Boatman Jeffrey A, Vock David M, Koopmeiners Joseph S, Donny Eric C
Division of Biostatistics, University of Minnesota, A460 Mayo Building, MMC 303 420 Delaware St. SE, Minneapolis, MN 55455, USA
Department of Psychology, University of Pittsburgh, 4119 Sennott Square 210 S. Bouquet St., Pittsburgh, PA 15260, USA.
Biostatistics. 2018 Jan 1;19(1):103-118. doi: 10.1093/biostatistics/kxx029.

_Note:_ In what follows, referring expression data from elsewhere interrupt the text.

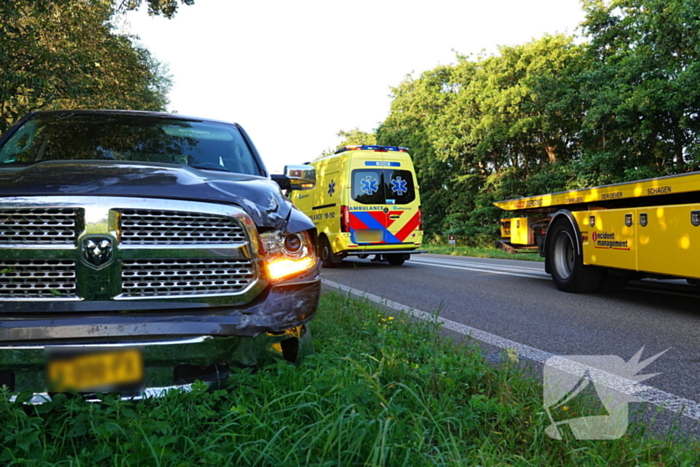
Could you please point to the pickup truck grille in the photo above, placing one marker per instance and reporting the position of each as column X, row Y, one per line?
column 151, row 227
column 37, row 279
column 46, row 226
column 159, row 278
column 117, row 249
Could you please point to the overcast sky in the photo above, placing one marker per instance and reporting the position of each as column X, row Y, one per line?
column 294, row 73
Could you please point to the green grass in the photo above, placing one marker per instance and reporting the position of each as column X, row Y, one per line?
column 525, row 255
column 380, row 390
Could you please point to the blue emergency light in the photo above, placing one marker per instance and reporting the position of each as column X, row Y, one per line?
column 367, row 147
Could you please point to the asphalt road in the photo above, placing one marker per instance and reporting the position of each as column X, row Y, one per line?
column 517, row 301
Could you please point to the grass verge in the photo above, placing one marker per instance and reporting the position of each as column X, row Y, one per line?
column 380, row 390
column 523, row 255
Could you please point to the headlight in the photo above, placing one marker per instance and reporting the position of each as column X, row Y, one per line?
column 287, row 254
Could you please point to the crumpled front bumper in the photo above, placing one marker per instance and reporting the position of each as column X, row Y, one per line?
column 177, row 347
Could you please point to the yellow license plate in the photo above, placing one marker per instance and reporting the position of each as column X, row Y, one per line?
column 369, row 235
column 99, row 371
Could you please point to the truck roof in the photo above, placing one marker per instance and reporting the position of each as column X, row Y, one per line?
column 672, row 184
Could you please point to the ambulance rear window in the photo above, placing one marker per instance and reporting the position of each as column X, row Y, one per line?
column 383, row 186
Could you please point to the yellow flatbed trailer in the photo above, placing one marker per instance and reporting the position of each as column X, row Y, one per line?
column 604, row 236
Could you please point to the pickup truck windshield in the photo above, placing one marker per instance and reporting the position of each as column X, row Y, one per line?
column 130, row 138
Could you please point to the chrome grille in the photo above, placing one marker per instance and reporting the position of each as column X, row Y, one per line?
column 185, row 277
column 155, row 227
column 56, row 226
column 37, row 279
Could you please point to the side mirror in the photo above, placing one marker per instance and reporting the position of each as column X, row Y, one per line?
column 297, row 177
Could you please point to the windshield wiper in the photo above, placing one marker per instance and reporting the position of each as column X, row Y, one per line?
column 210, row 167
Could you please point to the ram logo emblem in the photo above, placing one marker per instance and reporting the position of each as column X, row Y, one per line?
column 97, row 251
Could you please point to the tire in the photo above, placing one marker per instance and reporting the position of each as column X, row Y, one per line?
column 566, row 265
column 613, row 283
column 325, row 253
column 397, row 259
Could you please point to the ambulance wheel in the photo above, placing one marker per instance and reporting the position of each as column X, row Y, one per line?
column 397, row 259
column 325, row 253
column 566, row 264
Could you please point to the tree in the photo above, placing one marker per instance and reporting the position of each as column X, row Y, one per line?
column 167, row 8
column 642, row 87
column 67, row 55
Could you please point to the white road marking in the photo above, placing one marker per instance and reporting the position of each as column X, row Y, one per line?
column 531, row 273
column 652, row 395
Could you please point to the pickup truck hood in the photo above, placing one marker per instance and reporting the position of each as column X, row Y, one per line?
column 260, row 197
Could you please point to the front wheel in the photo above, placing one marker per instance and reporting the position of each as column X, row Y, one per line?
column 566, row 264
column 325, row 253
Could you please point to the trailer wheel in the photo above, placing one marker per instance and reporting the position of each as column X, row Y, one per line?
column 566, row 264
column 325, row 253
column 397, row 259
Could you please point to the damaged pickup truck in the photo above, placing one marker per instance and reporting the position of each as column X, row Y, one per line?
column 141, row 251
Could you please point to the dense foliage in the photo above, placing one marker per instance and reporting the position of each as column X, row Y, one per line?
column 68, row 55
column 553, row 114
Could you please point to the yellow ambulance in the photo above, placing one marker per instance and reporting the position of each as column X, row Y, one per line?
column 365, row 202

Noncompliance or non-adherence to randomized treatment is a common challenge when interpreting data from randomized clinical trials. The effect of an intervention if all participants were forced to comply with the assigned treatment (i.e., the causal effect) is often of primary scientific interest. For example, in trials of very low nicotine content (VLNC) cigarettes, policymakers are interested in their effect on smoking behavior if their use were to be compelled by regulation. A variety of statistical methods to estimate the causal effect of an intervention have been proposed, but these methods, including inverse probability of compliance weighted (IPCW) estimators, assume that participants' compliance statuses are reported without error. This is an untenable assumption when compliance is based on self-report. Biomarkers (e.g., nicotine levels in the urine) may provide more reliable indicators of compliance but cannot perfectly discriminate between compliers and non-compliers. However, by modeling the distribution of the biomarker as a mixture distribution and writing the probability of compliance as a function of the mixture components, we show how the probability of compliance can be directly estimated from the data even when compliance status is unknown. To estimate the causal effect, we develop a new approach which re-weights participants by the product of their probability of compliance given the observed data and the inverse probability of compliance given confounders. We show that our proposed estimator is consistent and asymptotically normal and show that in some situations the proposed approach is more efficient than standard IPCW estimators. We demonstrate via simulation that the proposed estimator achieves smaller bias and greater efficiency than ad hoc approaches to estimating the causal effect when compliance is measured with error. We apply our method to data from a recently completed randomized trial of VLNC cigarettes.
在解读随机临床试验数据时,不依从或不坚持随机分配的治疗是一个常见的挑战。如果所有参与者都被迫遵守分配的治疗(即因果效应),那么干预措施的效果通常是主要的科学关注点。例如,在极低尼古丁含量(VLNC)香烟的试验中,政策制定者感兴趣的是,如果通过监管强制使用这些香烟,它们对吸烟行为的影响。已经提出了多种估计干预因果效应的统计方法,但这些方法,包括依从性加权逆概率(IPCW)估计器,都假设参与者的依从状态报告无误。当依从性基于自我报告时,这是一个站不住脚的假设。生物标志物(例如尿液中的尼古丁水平)可能提供更可靠的依从性指标,但不能完美地区分依从者和不依从者。然而,通过将生物标志物的分布建模为混合分布,并将依从概率写为混合成分的函数,我们展示了即使依从状态未知,也可以直接从数据中估计依从概率。为了估计因果效应,我们开发了一种新方法,该方法根据给定观察数据的依从概率与给定混杂因素的依从逆概率的乘积对参与者进行重新加权。我们表明,我们提出的估计器是一致的且渐近正态,并表明在某些情况下,所提出的方法比标准IPCW估计器更有效。我们通过模拟证明,当依从性测量存在误差时,所提出的估计器在估计因果效应方面比临时方法具有更小的偏差和更高的效率。我们将我们的方法应用于最近完成的VLNC香烟随机试验的数据。